Image labeling

With ML Kit's image labeling APIs you can detect and extract information about entities in an image across a broad group of categories. The default image labeling model can identify general objects, places, activities, animal species, products, and more.

You can also use a custom image classification model to tailor detection to a specific use case. See Using a custom TensorFlow Lite model for more information.

Key capabilities

A powerful general-purpose base classifier Recognizes more than 400 categories that describe the most commonly found objects in photos.
Tailor to your use case with custom models Use other pre-trained models from TensorFlow Hub or your own custom model trained with TensorFlow, AutoML Vision Edge or TensorFlow Lite Model maker.
Easy-to-use high-level APIs No need to deal with low-level model input/output, image pre- and post-processing, or building a processing pipeline. ML Kit extracts the labels from the TensorFlow Lite model and provides them as a text description.

Note that this API is intended for image classification models that describe the full image. For classifying one or more objects in an image, such as shoes or pieces of furniture, the Object Detection & Tracking API may be a better fit.

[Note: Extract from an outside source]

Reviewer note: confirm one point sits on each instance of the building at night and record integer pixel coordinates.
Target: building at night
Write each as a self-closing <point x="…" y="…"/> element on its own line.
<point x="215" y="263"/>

Supported image classification models

The Image Labeling APIs support different image classification models:

Supported image classification models
Base model	By default the API uses a powerful general-purpose image labeling model that recognizes more than 400 entities that cover the most commonly-found concepts in photos.
Custom TensorFlow Lite models	To target application-specific concepts, the API accepts custom image classification models from a wide range of sources. These can be pre-trained models downloaded from TensorFlow Hub or your own models trained with AutoML Vision Edge, TensorFlow Lite Model Maker or TensorFlow itself. Models can be bundled with your app or hosted with Firebase Machine Learning and downloaded at run-time.

Using the base model

ML Kit’s base model returns a list of entities that identify people, things, places, activities, and so on. Each entity comes with a score that indicates the confidence the ML model has in its relevance. With this information, you can perform tasks such as automatic metadata generation and content moderation. The default model provided with ML Kit recognizes more than 400 different entities.

iOS Android

Example labels

The base model in the image labeling API supports 400+ labels, such as the following examples:

Category	Example labels
People	`Crowd` `Selfie` `Smile`
Activities	`Dancing` `Eating` `Surfing`
Things	`Car` `Piano` `Receipt`
Animals	`Bird` `Cat` `Dog`
Plants	`Flower` `Fruit` `Vegetable`
Places	`Beach` `Lake` `Mountain`

Example results

Here is an example of the entities that were recognized in the accompanying photo.

Photo: Clément Bucco-Lechat / Wikimedia Commons / CC BY-SA 3.0

Label 0
Text	Stadium
Confidence	0.9205354
Label 1
Text	Sports
Confidence	0.7531109
Label 2
Text	Event
Confidence	0.66905296
Label 3
Text	Leisure
Confidence	0.59904146
Label 4
Text	Soccer
Confidence	0.56384534
Label 5
Text	Net
Confidence	0.54679185
Label 6
Text	Plant
Confidence	0.524364

Using a custom TensorFlow Lite model

ML Kit's base image labeling model is built for general-purpose use. It's trained to recognize 400 categories that describe the most commonly-found objects in photos. Your app might need a specialized image classification model that recognizes a narrower number of categories in more detail, such as a model that distinguishes between species of flowers or types of food.

This API lets you tailor to a particular use case by supporting custom image classification models from a wide range of sources. Please refer to Custom models with ML Kit to learn more. Custom models can be bundled with your app or dynamically downloaded from the cloud using Firebase Machine Learning's Model deployment service.

iOS Android

Input image preprocessing

If needed, Image Labeling uses bilinear image scaling and stretching to adjust the input image size and aspect ratio so that they fit the requirements of the underlying model.